Museum in Mecca, Saudi Arabia

Al-Zaher Palace Museum in Makkah, Saudi Arabia, is a historical museum that exhibits the history of Makkah and various archaeological collections for different periods of Islamic history in the region. It has an area of 2,700 m^{2}, covering two storeys and the surrounding gardens. It was built in an Islamic architectural style with cut and carved stone.

== History ==
Al-Zaher Palace was constructed in 1944. It was one of the headquarters for King Abdul Aziz in Makkah where he met the delegates of Muslim pilgrims from different Islamic countries.

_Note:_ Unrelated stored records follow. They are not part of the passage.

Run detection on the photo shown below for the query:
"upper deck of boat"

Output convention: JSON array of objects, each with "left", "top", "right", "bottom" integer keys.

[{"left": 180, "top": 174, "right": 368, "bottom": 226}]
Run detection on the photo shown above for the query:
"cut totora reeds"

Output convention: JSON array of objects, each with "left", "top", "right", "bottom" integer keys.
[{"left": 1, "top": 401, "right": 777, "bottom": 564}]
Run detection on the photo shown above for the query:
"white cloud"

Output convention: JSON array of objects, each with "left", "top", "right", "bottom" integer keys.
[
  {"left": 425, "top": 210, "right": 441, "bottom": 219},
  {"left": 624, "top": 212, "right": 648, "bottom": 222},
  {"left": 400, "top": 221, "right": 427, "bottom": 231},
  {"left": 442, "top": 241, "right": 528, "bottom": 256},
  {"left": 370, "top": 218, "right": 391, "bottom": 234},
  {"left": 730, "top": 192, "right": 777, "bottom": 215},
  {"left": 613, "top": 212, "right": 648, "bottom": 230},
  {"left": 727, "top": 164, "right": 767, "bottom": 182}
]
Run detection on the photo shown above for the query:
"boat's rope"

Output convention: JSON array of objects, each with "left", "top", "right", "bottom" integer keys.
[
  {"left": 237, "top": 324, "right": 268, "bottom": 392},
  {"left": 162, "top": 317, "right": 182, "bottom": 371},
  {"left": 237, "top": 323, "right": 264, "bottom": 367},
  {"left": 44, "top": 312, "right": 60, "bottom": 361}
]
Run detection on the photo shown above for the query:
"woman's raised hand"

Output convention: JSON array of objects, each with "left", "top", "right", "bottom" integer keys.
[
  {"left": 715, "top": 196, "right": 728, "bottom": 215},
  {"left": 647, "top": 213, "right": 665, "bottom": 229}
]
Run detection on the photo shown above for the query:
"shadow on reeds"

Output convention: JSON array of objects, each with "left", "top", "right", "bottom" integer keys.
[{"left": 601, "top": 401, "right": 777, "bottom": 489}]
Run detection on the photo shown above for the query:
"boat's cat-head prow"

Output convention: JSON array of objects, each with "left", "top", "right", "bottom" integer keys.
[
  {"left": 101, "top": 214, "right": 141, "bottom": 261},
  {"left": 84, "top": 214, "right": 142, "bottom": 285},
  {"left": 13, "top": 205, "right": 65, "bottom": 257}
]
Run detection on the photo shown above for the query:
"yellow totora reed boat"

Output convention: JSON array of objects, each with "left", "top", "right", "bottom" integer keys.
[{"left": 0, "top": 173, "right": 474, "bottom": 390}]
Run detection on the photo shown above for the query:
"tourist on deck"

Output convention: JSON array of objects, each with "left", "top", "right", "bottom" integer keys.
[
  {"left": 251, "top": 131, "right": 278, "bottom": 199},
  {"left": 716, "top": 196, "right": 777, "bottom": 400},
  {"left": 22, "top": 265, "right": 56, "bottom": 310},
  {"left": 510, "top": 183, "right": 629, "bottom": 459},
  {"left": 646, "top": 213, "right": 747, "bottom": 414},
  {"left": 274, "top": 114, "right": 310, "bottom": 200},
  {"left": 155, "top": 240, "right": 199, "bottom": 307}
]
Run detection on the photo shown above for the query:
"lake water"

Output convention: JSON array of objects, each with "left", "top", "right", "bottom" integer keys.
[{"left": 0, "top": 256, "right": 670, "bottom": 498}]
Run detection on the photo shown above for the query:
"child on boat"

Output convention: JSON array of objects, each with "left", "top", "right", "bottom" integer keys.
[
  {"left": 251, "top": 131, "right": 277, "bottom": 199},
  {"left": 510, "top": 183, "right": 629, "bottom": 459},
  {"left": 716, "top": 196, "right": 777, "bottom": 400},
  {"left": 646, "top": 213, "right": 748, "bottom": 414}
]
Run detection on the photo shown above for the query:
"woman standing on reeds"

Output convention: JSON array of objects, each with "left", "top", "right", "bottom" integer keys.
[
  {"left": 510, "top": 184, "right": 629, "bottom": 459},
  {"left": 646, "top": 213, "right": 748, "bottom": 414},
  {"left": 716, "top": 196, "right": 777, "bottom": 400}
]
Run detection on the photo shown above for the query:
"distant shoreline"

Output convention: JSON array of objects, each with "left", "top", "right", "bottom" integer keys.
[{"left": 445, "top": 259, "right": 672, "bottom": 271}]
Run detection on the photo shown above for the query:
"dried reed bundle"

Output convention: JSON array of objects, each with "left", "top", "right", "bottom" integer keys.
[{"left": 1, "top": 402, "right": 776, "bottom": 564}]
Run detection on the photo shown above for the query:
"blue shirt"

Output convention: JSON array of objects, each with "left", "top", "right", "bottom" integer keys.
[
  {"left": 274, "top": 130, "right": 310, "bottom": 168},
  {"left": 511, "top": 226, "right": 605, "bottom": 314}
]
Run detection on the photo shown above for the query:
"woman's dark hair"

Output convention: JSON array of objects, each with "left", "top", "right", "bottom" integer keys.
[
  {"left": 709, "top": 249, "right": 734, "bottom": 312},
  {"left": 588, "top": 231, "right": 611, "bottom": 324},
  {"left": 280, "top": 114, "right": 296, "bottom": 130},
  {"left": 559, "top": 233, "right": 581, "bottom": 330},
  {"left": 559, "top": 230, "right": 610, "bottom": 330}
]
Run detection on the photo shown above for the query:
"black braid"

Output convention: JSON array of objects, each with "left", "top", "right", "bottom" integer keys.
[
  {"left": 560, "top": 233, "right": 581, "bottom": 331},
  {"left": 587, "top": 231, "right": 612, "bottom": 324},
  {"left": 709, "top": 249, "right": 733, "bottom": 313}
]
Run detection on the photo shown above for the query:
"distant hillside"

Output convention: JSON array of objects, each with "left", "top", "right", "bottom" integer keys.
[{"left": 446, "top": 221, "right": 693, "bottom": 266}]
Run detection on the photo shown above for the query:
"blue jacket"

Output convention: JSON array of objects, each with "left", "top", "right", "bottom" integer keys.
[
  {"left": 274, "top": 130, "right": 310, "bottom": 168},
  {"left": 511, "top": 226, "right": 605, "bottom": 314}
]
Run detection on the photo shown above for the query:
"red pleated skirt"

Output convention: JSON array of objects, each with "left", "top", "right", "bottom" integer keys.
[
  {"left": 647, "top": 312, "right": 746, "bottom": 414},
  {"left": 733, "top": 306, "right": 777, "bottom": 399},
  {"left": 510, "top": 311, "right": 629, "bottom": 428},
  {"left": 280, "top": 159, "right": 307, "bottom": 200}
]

The palace initially served as a guesthouse. In 1958, it became the premises of Al-Zaher Elementary School, before being renovated and converted into a museum of antiquities and heritage in 2006.

== Museum Halls ==
The museum consists of 15 halls, including:

- Pre-Islam Hall
- The Kingdom's Antiquities Hall
- The Holy Quran Hall
- The Prophet's Biography Hall
- Hajj Hall
- The Holy Mosque's Architecture Hall
- Makkah Heritage Hall
- Islamic Civilization Exhibits Hall
The Kingdom's Antiquities Hall displays rock inscriptions, fortresses, Hajj routes, and archaeological finds from across Saudi Arabia. The Hajj Hall includes historical photographs and maps of pilgrimage routes, while the Holy Mosque's Architecture Hall traces the development of the Grand Mosque and contains a model of the complex.